Peskin and Schroeder state something which I'm not fully understanding. More specificially I think it's just phrased in a way I'm not understanding.
In the Schrodinger picture we can expand the real scalar field $\phi(x)$ which satisfies the Klein-Gordon equation as
$$\phi(\textbf{x})=\displaystyle\int\frac{d^3p}{(2\pi)^3}\frac{1}{\sqrt{2E_p}}(a_pe^{i\textbf{p.x}}+a_p^\dagger e^{-i\textbf{p.x}}).$$
Then of course we find $\phi(x)=\phi(\textbf{x},t)$ by switching to the Heisenberg picture.
Now, on page 83 they say
At any fixed time $t_0$ we can of course expand $\phi$ in terms of ladder operators $$\phi(\textbf{x},t_0)=\displaystyle\int\frac{d^3p}{(2\pi)^3}\frac{1}{\sqrt{2E_p}}(a_pe^{i\textbf{p.x}}+a_p^\dagger e^{-i\textbf{p.x}}).$$ Then to obtain $\phi(\textbf{x},t)$ for $t\neq t_0$ we just switch to the Heisenberg picture $$\phi(\textbf{x},t)=e^{iH(t-t_0)}\phi(\textbf{x},t_0)e^{-iH(t-t_0)}.$$
The first problem is that they say we switch to the Heisenberg picture, implying we were in the Schrodinger picture to begin with. But then how can the $\phi$ be time-dependent i.e. why is it depending on $t_0$, even though $t_0$ appears nowhere in the expansion?

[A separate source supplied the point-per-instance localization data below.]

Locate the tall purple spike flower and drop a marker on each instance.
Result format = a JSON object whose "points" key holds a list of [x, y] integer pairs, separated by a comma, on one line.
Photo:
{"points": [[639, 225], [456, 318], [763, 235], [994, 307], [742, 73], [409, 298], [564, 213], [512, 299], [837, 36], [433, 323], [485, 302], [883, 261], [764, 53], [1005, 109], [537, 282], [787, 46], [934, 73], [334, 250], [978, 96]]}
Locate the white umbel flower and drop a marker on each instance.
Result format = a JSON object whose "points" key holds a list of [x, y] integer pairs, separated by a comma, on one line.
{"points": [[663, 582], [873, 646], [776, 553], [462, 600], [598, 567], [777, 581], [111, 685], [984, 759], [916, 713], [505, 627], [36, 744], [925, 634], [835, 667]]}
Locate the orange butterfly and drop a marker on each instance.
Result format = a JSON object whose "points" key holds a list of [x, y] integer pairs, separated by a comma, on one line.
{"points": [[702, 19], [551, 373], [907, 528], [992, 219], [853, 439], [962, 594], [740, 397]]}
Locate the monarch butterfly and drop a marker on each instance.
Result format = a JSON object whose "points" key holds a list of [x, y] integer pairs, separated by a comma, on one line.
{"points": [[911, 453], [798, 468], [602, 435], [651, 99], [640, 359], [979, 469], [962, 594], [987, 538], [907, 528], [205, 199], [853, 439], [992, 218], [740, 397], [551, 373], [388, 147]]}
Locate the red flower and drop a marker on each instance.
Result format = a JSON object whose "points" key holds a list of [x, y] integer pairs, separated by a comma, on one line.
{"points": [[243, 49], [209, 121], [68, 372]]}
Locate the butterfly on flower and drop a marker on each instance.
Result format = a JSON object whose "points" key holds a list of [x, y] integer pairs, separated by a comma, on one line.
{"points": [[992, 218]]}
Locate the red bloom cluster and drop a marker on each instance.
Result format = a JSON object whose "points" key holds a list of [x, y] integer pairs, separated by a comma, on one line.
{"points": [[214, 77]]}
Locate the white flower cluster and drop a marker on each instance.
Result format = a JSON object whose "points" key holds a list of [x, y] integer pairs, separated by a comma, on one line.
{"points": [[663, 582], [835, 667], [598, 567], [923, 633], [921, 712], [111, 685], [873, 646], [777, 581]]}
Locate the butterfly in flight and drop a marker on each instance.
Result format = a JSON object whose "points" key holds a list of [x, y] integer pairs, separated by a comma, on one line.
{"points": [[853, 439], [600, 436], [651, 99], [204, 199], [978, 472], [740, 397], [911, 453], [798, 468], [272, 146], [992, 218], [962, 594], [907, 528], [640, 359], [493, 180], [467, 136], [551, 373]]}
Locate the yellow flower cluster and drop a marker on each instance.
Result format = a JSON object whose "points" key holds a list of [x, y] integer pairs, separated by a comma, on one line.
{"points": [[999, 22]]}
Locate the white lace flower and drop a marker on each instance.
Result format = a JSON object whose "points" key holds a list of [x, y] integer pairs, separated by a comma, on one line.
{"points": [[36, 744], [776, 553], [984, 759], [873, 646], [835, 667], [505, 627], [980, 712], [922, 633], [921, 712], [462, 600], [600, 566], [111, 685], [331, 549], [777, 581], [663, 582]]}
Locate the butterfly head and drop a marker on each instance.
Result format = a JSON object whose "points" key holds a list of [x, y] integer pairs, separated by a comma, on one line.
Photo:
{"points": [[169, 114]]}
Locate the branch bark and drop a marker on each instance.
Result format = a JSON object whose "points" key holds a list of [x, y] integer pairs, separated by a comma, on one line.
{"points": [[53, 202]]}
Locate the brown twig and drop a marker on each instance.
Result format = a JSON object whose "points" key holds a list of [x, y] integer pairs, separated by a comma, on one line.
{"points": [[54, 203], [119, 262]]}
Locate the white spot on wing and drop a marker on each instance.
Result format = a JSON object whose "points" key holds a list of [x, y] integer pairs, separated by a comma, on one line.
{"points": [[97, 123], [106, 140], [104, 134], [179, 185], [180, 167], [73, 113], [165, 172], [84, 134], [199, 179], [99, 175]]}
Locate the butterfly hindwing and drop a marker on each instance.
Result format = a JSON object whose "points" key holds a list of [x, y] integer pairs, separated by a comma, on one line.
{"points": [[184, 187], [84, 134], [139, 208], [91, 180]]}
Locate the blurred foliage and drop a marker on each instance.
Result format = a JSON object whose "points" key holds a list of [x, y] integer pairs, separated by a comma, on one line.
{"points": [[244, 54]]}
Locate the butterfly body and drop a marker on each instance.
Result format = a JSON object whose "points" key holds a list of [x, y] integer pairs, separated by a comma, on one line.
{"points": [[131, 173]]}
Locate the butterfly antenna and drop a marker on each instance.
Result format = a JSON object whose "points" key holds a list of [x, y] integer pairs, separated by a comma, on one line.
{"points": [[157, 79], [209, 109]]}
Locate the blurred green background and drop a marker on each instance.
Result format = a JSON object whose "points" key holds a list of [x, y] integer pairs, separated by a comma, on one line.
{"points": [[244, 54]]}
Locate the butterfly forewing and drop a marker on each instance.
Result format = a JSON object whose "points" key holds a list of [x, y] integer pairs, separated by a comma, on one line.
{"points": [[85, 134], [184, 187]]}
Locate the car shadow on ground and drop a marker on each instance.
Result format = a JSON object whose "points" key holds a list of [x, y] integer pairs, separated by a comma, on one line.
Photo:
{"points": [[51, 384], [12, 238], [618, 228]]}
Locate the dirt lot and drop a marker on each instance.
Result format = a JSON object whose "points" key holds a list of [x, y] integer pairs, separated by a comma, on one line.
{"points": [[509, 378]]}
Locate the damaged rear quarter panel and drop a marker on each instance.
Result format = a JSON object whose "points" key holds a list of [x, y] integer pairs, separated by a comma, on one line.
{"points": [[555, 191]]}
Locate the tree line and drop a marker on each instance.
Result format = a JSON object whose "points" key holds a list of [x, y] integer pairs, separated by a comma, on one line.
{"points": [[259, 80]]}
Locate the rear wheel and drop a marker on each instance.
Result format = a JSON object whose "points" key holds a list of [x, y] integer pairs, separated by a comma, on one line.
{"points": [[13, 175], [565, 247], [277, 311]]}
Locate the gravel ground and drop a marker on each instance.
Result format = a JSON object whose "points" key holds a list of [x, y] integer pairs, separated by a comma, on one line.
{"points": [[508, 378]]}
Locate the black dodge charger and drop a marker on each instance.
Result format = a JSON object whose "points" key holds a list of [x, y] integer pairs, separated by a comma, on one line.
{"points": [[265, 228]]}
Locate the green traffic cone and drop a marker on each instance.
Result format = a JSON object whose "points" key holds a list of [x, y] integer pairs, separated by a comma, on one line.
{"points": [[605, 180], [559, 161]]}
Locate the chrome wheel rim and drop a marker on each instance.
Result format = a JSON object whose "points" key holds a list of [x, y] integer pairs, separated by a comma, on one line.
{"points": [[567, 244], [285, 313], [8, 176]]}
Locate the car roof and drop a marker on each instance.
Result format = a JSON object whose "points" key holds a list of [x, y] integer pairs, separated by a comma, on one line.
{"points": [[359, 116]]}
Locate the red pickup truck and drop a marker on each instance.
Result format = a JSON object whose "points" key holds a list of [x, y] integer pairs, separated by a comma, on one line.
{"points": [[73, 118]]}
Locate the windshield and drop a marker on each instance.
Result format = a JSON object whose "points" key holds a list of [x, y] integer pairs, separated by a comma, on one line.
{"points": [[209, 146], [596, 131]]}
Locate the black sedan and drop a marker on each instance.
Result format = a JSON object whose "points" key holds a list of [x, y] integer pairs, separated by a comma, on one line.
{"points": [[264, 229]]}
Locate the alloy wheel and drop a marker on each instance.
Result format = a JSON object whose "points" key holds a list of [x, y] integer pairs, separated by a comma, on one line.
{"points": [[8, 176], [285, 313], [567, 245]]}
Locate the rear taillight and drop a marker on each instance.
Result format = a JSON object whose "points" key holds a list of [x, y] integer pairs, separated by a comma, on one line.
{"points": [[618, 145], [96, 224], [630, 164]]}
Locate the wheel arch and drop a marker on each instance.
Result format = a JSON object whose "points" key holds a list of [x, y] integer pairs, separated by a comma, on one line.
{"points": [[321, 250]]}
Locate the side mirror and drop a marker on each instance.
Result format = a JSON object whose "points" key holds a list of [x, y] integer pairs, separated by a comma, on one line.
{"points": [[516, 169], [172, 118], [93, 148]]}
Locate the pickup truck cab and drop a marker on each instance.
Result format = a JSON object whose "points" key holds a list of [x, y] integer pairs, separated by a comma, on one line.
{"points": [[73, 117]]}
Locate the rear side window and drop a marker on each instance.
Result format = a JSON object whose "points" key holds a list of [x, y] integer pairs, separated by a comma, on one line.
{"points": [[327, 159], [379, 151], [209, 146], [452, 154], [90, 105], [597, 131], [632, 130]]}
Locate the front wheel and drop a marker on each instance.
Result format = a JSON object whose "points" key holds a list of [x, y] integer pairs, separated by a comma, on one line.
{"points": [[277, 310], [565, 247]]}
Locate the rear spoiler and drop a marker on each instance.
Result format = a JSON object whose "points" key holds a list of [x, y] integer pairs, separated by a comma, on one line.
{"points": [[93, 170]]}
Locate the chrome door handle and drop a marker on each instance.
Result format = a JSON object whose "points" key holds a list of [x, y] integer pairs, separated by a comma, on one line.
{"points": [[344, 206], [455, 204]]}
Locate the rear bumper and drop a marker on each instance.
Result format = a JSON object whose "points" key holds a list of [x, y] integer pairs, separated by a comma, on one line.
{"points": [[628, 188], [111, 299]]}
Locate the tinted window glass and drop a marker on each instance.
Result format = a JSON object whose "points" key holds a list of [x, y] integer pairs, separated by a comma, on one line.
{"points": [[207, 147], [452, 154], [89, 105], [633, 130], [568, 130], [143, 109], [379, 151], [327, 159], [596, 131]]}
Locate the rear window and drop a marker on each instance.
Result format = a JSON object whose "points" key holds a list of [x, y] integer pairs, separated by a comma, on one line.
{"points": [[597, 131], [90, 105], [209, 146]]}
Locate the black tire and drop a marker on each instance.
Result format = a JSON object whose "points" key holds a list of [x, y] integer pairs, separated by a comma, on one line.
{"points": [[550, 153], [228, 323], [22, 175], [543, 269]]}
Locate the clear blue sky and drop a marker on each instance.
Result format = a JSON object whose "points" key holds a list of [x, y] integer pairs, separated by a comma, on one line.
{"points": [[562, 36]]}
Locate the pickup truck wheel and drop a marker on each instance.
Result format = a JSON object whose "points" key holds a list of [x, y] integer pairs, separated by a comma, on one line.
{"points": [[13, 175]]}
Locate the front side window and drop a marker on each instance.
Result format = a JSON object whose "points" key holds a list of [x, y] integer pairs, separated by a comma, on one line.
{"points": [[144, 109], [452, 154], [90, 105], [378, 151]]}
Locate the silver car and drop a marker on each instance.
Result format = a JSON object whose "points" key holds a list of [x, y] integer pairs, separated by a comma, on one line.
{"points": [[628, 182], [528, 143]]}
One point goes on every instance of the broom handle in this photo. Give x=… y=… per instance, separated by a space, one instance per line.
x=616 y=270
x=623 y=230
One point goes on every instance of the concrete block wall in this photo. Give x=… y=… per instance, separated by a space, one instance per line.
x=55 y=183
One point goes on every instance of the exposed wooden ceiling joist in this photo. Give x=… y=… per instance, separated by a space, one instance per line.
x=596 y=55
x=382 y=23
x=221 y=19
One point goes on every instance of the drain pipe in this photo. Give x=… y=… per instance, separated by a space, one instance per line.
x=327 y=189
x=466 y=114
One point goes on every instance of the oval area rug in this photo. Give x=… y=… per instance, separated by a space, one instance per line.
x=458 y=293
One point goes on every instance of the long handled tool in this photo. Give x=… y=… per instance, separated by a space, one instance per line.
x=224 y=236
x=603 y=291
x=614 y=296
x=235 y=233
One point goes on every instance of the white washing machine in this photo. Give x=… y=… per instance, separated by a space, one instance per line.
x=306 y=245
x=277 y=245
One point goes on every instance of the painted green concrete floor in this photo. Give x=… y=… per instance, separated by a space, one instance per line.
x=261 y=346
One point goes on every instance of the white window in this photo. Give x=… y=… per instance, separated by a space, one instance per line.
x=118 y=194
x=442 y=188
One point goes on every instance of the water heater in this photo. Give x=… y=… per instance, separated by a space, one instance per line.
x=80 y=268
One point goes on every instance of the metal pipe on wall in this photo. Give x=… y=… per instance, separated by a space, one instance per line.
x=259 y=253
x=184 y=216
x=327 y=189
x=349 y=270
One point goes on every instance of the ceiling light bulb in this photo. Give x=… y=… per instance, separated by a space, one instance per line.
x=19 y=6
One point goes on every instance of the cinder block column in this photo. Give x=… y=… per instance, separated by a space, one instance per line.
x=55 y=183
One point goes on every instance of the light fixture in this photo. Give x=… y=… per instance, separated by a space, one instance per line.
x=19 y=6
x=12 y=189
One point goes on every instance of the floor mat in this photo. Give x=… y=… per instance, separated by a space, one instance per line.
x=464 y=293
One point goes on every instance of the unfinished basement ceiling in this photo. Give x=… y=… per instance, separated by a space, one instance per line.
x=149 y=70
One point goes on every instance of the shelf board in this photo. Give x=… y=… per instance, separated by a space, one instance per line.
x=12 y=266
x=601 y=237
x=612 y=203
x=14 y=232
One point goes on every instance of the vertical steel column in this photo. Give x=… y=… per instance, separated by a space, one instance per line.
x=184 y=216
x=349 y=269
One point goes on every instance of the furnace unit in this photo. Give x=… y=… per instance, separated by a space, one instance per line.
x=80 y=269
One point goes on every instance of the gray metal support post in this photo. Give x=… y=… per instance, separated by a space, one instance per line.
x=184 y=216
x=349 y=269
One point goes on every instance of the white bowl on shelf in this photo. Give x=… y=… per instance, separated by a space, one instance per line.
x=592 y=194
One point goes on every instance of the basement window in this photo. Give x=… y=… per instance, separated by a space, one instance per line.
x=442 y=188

Are they just saying somewhat awkwardly that $\phi$ is (obviously) not time-independent in the Schrodinger picture, we pick a certain time slice (where our states are now time fixed) and then time evolve from there? It shouldn't matter since I'd imagine we should have $\phi(t_0)=\phi(t')$ for some other time $t'$